Author(s): LIU, Z., LI, K., QIN, X., Institution: BEIJING SPORT UNIVERSITY, Country: CHINA, Abstract-ID: 398

INTRODUCTION:
Action recognition in Taekwondo teaching and training is an important task, and inertial measurement units (IMUs) have more advantages in collecting data compared to camera-based systems. We proposed different deep learning algorithms to recognize Taekwondo technical actions, and compared the accuracies of deep learning methods with the traditional machine learning methods, the data were collected by three-axis accelerometers. This study can promote the public physical Taekwondo training and teaching, and the action recognition can be applied to boxing and other fields.
METHODS:
Firstly, twenty subjects wore three-axis accelerometers on different parts of their bodies, including their left wrist, right wrist, lower back, left ankle, and right ankle.
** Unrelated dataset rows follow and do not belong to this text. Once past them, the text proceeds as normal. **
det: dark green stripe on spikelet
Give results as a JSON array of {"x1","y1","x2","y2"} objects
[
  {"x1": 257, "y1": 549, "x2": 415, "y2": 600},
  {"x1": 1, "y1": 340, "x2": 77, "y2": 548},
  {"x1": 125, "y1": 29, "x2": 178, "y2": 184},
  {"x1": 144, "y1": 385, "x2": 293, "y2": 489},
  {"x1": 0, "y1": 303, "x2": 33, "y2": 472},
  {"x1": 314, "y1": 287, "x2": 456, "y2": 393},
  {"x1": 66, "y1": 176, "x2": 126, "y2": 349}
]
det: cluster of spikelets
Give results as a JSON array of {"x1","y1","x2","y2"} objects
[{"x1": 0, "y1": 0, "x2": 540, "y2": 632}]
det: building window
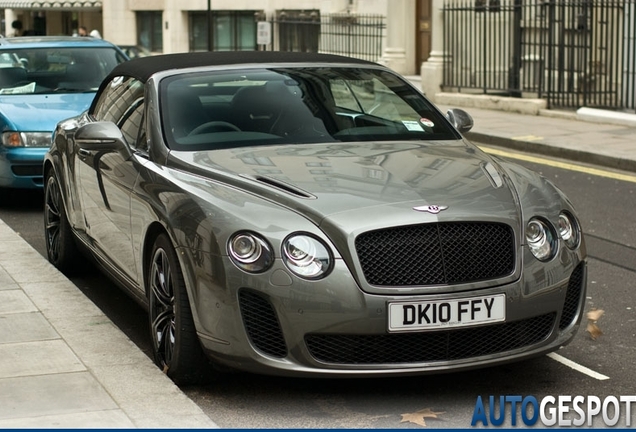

They completed Taekwondo technical movements which including 8 types of hand movements (left punch, right punch, left upper block, right upper block, left middle block, right middle block, left lower block and right lower block) and 8 types of leg movements (left front kick, right front kick, left roundhouse kick, right roundhouse kick, left side kick, right side kick, left back kick and right back kick). Each action was performed every 4 seconds, the action name and abnormal information were also recorded at the same time to facilitate subsequent data preprocessing. The sampling frequency of the accelerometer is 30Hz. Secondly, during the data preprocessing, we removed the abnormal data, merged the time series information of different accelerometers, intercepted 4s clips of the action part, and created a data set. Thirdly, action recognition was performed through different deep learning algorithms, for example Convolutional Neural Network(CNN), Long Short-Term Memory (LSTM), Gate Recurrent Unit (GRU), we also compared the results with traditional machine learning method.
RESULTS:
The accuracy of one-dimensional residual CNN is 90.3%, after we abandon the Batch Norm layer and add the Dropout layer, the best accuracy of the final validation set reaches 95.5%. However, the accuracy of GRU is 86.4%, LSTM is 90.3%, and they both have varying degrees of overfitting. Compared with traditional machine learning, for example, the accuracy of support vector machines is 82%, decision trees is 77%, both are worse than using deep learning methods.
CONCLUSION:
Deep learning method is a better choice in action recognition, it requires no manual feature extraction and the accuracy is usually higher than machine learning method. According to our experiment with small data set, smaller batch size with Dropout can reach higher accuracy and can effectively reduce overfitting in our task. On the other hand, feature extraction in machine learning is still a challenging question.